L’app è progettata per individuare collegamenti tra eventi, preferenze e comportamenti digitali. Ad esempio, appuntamenti presenti nel calendario, acquisti effettuati tramite servizi collegati, ricerche recenti o contenuti visualizzati possono essere utilizzati per suggerire attività, nuovi hobby, percorsi di apprendimento, destinazioni di viaggio, eventi locali o argomenti da approfondire. L’obiettivo non è semplicemente fornire informazioni, ma costruire contenuti contestuali che tengano conto della situazione specifica dell’utente in un determinato momento.
Una delle caratteristiche distintive della piattaforma riguarda l’utilizzo di illustrazioni generate dall’intelligenza artificiale. Ogni storia o suggerimento viene accompagnato da contenuti visivi personalizzati che possono riflettere luoghi visitati frequentemente, contesti rilevanti per l’utente o elementi ricavati dalle informazioni disponibili attraverso i servizi collegati. La componente grafica viene quindi utilizzata per rendere più immediata e coinvolgente la presentazione delle raccomandazioni generate dal sistema.

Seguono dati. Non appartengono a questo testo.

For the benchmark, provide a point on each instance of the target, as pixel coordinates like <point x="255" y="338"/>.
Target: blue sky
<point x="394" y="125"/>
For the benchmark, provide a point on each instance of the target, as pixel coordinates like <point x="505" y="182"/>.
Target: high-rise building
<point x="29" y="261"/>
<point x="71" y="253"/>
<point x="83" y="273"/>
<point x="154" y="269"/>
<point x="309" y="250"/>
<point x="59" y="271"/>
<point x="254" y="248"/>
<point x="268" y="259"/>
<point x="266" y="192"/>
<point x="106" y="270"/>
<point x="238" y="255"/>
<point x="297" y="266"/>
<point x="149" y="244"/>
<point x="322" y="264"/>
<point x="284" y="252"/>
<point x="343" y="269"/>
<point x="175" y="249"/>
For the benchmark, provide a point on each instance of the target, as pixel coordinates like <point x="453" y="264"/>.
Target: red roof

DreamBeans integra inoltre funzionalità di approfondimento che consentono di espandere i suggerimenti ricevuti. Se un contenuto risulta interessante, l’utente può accedere a informazioni aggiuntive recuperate dal web, ottenendo dettagli relativi a luoghi, attività, servizi o argomenti correlati. In questo modo la piattaforma non si limita alla generazione di idee personalizzate, ma offre anche strumenti per esplorare concretamente le opportunità suggerite.

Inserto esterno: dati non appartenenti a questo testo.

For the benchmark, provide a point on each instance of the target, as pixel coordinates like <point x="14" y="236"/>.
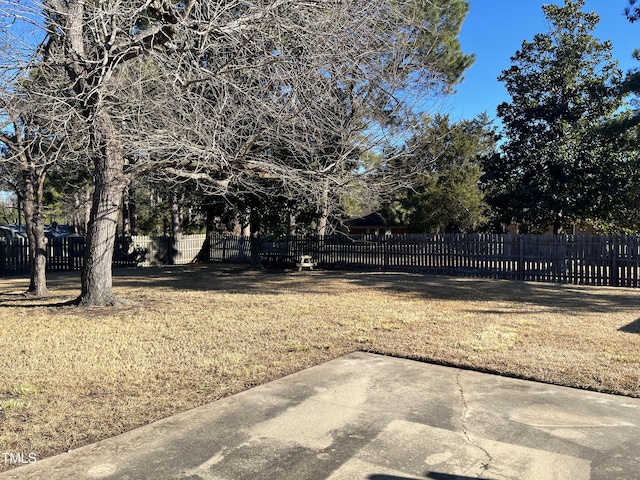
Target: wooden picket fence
<point x="607" y="260"/>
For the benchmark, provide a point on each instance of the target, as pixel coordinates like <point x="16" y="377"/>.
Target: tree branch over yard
<point x="228" y="94"/>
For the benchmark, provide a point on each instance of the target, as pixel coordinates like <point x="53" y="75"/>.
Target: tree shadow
<point x="431" y="475"/>
<point x="240" y="278"/>
<point x="633" y="327"/>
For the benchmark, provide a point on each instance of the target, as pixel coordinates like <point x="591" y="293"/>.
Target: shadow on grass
<point x="633" y="327"/>
<point x="240" y="279"/>
<point x="230" y="278"/>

Google ha progettato il servizio con una logica differente rispetto ai tradizionali feed social o ai sistemi di raccomandazione basati sul consumo continuo di contenuti. DreamBeans genera infatti un numero limitato di suggerimenti giornalieri, generalmente compreso tra dieci e quattordici elementi, con l’obiettivo di favorire una consultazione rapida e orientata all’azione piuttosto che una navigazione prolungata all’interno dell’applicazione.
Il livello di personalizzazione può essere ulteriormente affinato attraverso il feedback degli utenti. Le valutazioni fornite sui contenuti suggeriti vengono utilizzate per aggiornare il modello di profilazione personale, consentendo all’intelligenza artificiale di adattarsi nel tempo ai cambiamenti di interessi, abitudini e priorità.
Particolare attenzione è stata dedicata agli aspetti legati alla privacy e al controllo dei dati. Gli utenti possono decidere quali servizi collegare all’applicazione, revocare l’accesso alle informazioni in qualsiasi momento ed eliminare i dati associati al servizio. Google ha inoltre specificato che le impostazioni di privacy configurate all’interno di DreamBeans rimangono separate da quelle utilizzate da Gemini e dagli altri servizi AI dell’azienda.
Attualmente DreamBeans è disponibile come applicazione sperimentale per gli abbonati Google AI Ultra maggiorenni residenti negli Stati Uniti. Il progetto rappresenta uno dei primi tentativi di utilizzare modelli di intelligenza artificiale personale per trasformare dati provenienti da molteplici servizi digitali in contenuti quotidiani altamente contestualizzati e costruiti attorno alle esigenze specifiche di ciascun utente.